Diese Ansicht äußerte er nicht zum ersten Mal an diesem Tag und Ragnar war sich inzwischen sicher, dass der König bereits wusste, wie er Arngrim strafen wollte.
Bei seiner Ankunft am Thingplatz hatte er gesehen, dass die Familien der gefangenen Männer aus Moseby bereits angekommen waren und vor dem heiligen Bezirk ein Lager aufgeschlagen hatten. Kinder liefen zwischen den Zelten umher und Frauen trugen schwere Wasserkrüge zu den Feuerstellen. Wären dies Menschen aus Straumfjorður gewesen, sie hätten nicht anders ausgesehen. Der Jarl versuchte sich vorzustellen, wie deren Leben aussehen würde, wenn Horik ihre Männer und Versorger töten ließe. Manche würden von den Brüdern der Opfer versorgt werden, andere hatten fast erwachsene Jungen oder heiratsfähige Töchter, deren zukünftige Ehemänner das Schlimmste abwenden konnten. Doch es blieben genug Frauen und Kinder, die durch den Verlust des Mannes oder Vaters zu Elend verurteilt würden. Horiks Urteil würde die Zukunft ganz Mosebys nachhaltig beeinflussen.
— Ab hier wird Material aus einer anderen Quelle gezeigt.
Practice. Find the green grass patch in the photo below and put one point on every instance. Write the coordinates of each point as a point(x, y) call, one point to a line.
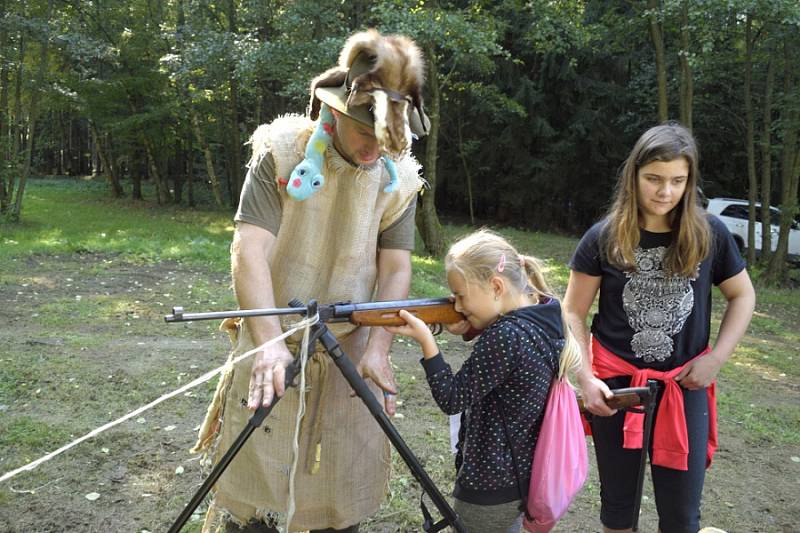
point(63, 216)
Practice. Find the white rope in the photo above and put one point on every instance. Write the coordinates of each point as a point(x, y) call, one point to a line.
point(305, 323)
point(301, 410)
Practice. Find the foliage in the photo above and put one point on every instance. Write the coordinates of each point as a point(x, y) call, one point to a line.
point(540, 100)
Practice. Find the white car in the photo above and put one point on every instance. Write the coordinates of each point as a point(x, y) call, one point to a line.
point(734, 214)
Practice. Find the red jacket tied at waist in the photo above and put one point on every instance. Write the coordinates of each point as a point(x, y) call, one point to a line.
point(670, 439)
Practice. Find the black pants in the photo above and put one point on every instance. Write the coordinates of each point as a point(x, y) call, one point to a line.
point(677, 492)
point(261, 527)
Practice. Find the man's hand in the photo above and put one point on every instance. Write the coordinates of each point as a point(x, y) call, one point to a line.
point(595, 393)
point(377, 367)
point(268, 375)
point(700, 372)
point(459, 328)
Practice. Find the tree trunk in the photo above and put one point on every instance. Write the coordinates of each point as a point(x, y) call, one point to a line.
point(657, 35)
point(427, 220)
point(687, 83)
point(212, 176)
point(752, 184)
point(464, 163)
point(237, 180)
point(107, 161)
point(136, 176)
point(162, 188)
point(33, 112)
point(5, 145)
point(777, 272)
point(766, 165)
point(189, 173)
point(16, 130)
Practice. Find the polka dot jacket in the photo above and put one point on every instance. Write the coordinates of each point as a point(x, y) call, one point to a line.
point(511, 366)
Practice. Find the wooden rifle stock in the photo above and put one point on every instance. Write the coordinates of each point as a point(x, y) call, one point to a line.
point(437, 312)
point(623, 398)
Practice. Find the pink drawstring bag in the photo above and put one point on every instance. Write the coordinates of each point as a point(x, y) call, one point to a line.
point(559, 460)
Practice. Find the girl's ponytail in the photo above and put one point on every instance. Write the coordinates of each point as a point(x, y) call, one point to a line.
point(532, 269)
point(570, 358)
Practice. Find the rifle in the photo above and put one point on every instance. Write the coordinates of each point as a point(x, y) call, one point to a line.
point(429, 310)
point(623, 398)
point(630, 398)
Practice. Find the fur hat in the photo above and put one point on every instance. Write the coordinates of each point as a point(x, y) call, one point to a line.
point(378, 82)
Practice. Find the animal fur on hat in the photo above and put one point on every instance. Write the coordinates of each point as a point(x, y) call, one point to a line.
point(390, 83)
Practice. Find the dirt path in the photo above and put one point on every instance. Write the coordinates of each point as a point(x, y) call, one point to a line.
point(83, 342)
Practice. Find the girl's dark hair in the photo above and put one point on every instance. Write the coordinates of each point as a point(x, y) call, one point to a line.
point(620, 236)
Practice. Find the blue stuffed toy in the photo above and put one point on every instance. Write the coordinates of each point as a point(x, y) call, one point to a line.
point(307, 178)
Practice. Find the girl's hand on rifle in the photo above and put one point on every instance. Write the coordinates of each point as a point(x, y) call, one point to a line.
point(595, 392)
point(268, 375)
point(417, 330)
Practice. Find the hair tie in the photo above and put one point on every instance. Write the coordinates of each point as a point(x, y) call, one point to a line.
point(502, 264)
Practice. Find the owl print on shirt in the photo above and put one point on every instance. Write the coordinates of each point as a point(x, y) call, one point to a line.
point(656, 304)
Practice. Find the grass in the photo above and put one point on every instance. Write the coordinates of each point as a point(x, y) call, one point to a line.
point(79, 326)
point(66, 216)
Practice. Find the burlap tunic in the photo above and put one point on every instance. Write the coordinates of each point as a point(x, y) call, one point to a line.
point(326, 249)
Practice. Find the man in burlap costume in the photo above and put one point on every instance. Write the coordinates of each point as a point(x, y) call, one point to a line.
point(350, 240)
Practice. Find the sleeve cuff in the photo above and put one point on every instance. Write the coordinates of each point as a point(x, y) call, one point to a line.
point(433, 365)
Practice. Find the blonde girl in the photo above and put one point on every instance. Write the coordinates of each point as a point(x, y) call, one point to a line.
point(653, 261)
point(502, 387)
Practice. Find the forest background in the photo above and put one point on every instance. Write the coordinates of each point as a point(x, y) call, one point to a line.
point(533, 104)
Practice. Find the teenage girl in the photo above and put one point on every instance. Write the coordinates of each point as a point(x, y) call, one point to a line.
point(502, 387)
point(653, 260)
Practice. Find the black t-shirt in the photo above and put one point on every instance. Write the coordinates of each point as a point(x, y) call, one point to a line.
point(649, 318)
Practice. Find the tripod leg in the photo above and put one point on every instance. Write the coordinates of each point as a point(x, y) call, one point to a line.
point(649, 410)
point(254, 422)
point(350, 374)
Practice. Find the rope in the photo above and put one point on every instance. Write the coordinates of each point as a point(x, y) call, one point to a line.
point(303, 324)
point(301, 410)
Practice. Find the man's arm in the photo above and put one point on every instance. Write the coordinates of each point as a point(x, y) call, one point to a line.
point(252, 282)
point(394, 281)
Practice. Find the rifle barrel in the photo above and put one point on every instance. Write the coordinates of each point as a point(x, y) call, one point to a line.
point(338, 312)
point(178, 315)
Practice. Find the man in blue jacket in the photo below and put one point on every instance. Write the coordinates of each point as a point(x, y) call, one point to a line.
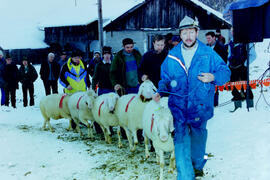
point(189, 74)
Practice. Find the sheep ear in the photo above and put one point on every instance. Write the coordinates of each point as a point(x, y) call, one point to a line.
point(171, 126)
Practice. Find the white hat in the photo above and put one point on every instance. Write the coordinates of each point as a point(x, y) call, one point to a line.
point(188, 22)
point(51, 55)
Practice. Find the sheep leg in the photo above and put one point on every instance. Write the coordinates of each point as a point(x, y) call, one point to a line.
point(44, 124)
point(146, 141)
point(135, 138)
point(120, 145)
point(161, 155)
point(108, 132)
point(157, 157)
point(129, 139)
point(90, 132)
point(172, 162)
point(77, 122)
point(69, 126)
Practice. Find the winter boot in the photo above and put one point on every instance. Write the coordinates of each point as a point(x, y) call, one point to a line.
point(237, 104)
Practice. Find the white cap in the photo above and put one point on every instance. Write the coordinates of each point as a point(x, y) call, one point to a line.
point(188, 22)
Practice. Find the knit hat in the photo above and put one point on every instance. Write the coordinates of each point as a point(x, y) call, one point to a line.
point(25, 59)
point(127, 41)
point(107, 49)
point(188, 22)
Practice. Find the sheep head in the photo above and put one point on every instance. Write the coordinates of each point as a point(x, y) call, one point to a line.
point(163, 123)
point(111, 101)
point(147, 89)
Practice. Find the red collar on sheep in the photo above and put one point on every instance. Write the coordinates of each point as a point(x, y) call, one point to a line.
point(79, 102)
point(129, 103)
point(61, 101)
point(100, 108)
point(152, 122)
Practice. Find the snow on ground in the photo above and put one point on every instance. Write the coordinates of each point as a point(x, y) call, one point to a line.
point(239, 143)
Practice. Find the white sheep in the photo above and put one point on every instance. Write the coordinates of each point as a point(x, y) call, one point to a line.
point(54, 106)
point(129, 111)
point(157, 124)
point(80, 105)
point(103, 112)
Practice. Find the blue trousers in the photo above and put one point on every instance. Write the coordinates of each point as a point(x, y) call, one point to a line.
point(3, 96)
point(189, 150)
point(104, 91)
point(131, 90)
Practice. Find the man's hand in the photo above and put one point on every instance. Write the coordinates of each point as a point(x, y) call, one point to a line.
point(144, 77)
point(206, 77)
point(117, 87)
point(156, 97)
point(69, 87)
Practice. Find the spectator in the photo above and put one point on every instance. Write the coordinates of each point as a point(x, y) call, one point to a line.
point(220, 50)
point(175, 40)
point(63, 59)
point(149, 67)
point(74, 76)
point(93, 62)
point(49, 73)
point(219, 37)
point(237, 58)
point(102, 73)
point(11, 79)
point(2, 81)
point(124, 68)
point(27, 76)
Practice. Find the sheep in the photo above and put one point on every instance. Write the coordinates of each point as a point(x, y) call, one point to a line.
point(103, 112)
point(157, 125)
point(80, 105)
point(129, 111)
point(54, 106)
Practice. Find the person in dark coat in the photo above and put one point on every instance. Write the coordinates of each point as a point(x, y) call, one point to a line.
point(124, 68)
point(219, 37)
point(63, 58)
point(27, 76)
point(93, 62)
point(2, 81)
point(102, 73)
point(149, 67)
point(11, 78)
point(237, 58)
point(220, 49)
point(49, 73)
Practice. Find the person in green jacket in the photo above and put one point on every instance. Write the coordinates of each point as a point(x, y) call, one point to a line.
point(124, 68)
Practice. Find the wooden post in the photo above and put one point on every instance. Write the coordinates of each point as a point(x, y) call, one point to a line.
point(100, 25)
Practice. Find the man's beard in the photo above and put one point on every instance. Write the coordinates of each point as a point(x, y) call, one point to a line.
point(189, 46)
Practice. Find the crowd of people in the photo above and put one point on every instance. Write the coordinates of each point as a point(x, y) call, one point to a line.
point(124, 71)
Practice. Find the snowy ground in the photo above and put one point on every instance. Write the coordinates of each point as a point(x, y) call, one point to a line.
point(239, 143)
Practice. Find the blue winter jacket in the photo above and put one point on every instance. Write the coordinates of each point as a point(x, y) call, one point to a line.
point(193, 100)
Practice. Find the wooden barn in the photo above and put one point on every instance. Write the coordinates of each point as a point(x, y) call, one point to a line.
point(72, 37)
point(150, 17)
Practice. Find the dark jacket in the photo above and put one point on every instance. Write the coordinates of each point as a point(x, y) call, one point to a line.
point(45, 70)
point(150, 65)
point(118, 67)
point(27, 77)
point(237, 55)
point(221, 51)
point(65, 70)
point(102, 76)
point(2, 68)
point(11, 76)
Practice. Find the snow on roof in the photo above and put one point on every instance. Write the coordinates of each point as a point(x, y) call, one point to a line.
point(83, 12)
point(209, 9)
point(22, 21)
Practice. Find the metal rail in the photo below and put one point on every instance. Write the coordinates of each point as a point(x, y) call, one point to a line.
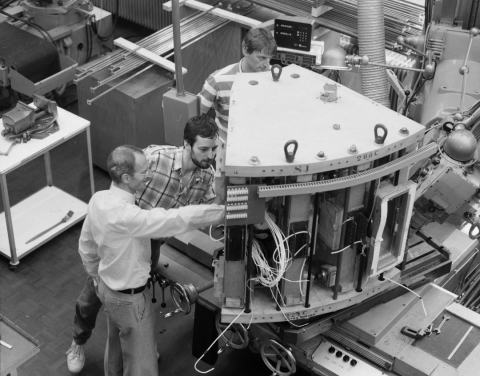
point(350, 180)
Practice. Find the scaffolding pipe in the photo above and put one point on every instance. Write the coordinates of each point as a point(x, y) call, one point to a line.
point(177, 47)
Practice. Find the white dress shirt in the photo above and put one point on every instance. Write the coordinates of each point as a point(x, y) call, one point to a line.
point(115, 239)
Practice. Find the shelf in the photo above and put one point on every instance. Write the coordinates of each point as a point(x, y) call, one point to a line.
point(23, 347)
point(70, 125)
point(37, 213)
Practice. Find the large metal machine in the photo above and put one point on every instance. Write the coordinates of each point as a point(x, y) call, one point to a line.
point(337, 204)
point(44, 41)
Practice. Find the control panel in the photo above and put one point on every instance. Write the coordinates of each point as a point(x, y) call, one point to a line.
point(293, 32)
point(332, 360)
point(243, 206)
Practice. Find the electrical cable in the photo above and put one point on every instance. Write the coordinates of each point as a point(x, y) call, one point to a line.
point(221, 334)
point(40, 29)
point(210, 233)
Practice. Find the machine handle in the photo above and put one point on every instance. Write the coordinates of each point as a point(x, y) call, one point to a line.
point(290, 156)
point(276, 71)
point(379, 140)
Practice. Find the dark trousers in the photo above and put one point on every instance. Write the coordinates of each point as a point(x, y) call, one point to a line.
point(88, 303)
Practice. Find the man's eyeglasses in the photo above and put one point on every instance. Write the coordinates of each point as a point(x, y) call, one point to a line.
point(146, 176)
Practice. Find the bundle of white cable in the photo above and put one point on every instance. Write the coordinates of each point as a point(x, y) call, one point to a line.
point(269, 276)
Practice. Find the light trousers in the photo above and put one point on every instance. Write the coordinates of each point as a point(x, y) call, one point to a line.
point(131, 345)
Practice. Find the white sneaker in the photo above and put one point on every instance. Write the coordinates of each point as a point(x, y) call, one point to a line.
point(75, 357)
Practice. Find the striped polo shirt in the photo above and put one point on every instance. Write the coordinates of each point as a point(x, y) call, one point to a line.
point(216, 93)
point(165, 190)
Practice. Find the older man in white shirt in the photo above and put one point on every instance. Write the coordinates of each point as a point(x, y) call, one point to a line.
point(115, 250)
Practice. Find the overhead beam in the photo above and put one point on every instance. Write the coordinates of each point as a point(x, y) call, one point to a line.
point(246, 21)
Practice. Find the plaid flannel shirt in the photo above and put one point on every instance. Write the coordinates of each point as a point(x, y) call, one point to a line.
point(165, 190)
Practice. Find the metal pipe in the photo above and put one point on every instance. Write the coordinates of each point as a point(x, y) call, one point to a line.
point(249, 268)
point(89, 101)
point(313, 243)
point(371, 39)
point(177, 47)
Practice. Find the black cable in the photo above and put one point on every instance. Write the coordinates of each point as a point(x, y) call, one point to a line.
point(7, 3)
point(89, 43)
point(415, 93)
point(110, 34)
point(40, 29)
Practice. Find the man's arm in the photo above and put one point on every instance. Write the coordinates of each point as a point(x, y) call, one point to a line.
point(161, 223)
point(88, 249)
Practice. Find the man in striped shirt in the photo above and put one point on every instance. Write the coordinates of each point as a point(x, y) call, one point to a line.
point(258, 47)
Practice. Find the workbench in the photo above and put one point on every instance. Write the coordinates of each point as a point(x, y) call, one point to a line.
point(48, 206)
point(16, 349)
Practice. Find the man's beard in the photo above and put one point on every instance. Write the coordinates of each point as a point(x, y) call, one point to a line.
point(204, 164)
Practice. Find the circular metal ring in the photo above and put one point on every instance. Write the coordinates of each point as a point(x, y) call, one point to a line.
point(182, 302)
point(236, 336)
point(277, 358)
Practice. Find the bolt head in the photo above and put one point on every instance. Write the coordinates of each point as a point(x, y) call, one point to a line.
point(463, 70)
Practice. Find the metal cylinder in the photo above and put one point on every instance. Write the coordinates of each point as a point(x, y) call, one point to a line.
point(371, 40)
point(177, 47)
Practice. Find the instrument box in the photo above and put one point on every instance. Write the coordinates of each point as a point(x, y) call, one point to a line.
point(293, 32)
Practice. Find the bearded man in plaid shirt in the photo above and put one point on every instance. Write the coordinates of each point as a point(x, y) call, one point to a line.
point(181, 176)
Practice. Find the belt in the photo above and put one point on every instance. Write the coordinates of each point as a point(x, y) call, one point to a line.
point(133, 291)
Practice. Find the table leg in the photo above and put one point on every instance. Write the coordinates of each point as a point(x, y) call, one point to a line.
point(8, 217)
point(48, 169)
point(90, 165)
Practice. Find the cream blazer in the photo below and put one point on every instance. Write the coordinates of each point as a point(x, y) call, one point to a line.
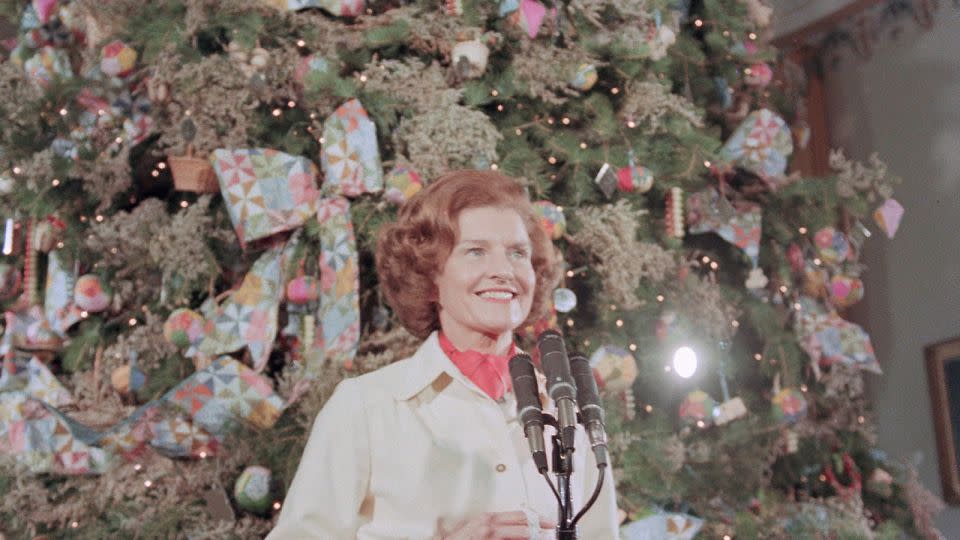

Ragnars Bedürfnis nach einem Ort zum Nachdenken stieg mit jeder Äußerung des Königs und seiner Berater. Selbst die geflüsterten Ratschläge Santórs störten ihn. Er musste überlegen, wie weit er selbst gehen wollte und ob er hinter Horiks Wunsch nach einer harten Bestrafung aller Angreifer stehen konnte. Müde verschränkte der Jarl die Arme vor der Brust und legte seine Hand unwillkürlich auf seinen Oberarm. Der Schmerz, der ihn daraufhin durchfuhr, erinnerte ihn, dass seine Wunde noch immer nicht vollkommen abgeheilt war.
Horik musste das blasse, angespannte Gesicht seines Schwiegersohns aufgefallen sein, denn er klopfte Ragnar freundschaftlich auf die Schulter. »Zieh dich ein wenig zurück mein Freund und ruhe dich aus«, schlug er vor. »Du siehst erschöpft aus und bist auch noch nicht gänzlich wiederhergestellt.« Er lachte. »Birthe jedoch wünscht sich einen gesunden Mann!«
Ragnar nickte und verabschiedete sich ehrerbietig. Auf dem Rückweg jedoch, als ihn keiner mehr hören konnte, fluchte er leise vor sich hin. Birthe war ein weiteres Problem, das er nicht vorausgesehen hatte. Die junge Königstochter war ihm zart und ein wenig unbedarft erschienen. In der Hochzeitsnacht hatte er sie ausgiebig bestiegen und ihr dabei offensichtlich auch Genuss geschenkt. Doch seiner neuen Frau schienen schon am ersten Tag seine körperlichen Zuwendungen nicht zu genügen. Seine Halle war ihr zu klein und zu dunkel und seine Knechte und Mägde zu unreinlich und in ihrer Anzahl viel zu wenige. Ob er sie für eine Schweinemagd hielte, hatte sie die Stirn gehabt zu fragen.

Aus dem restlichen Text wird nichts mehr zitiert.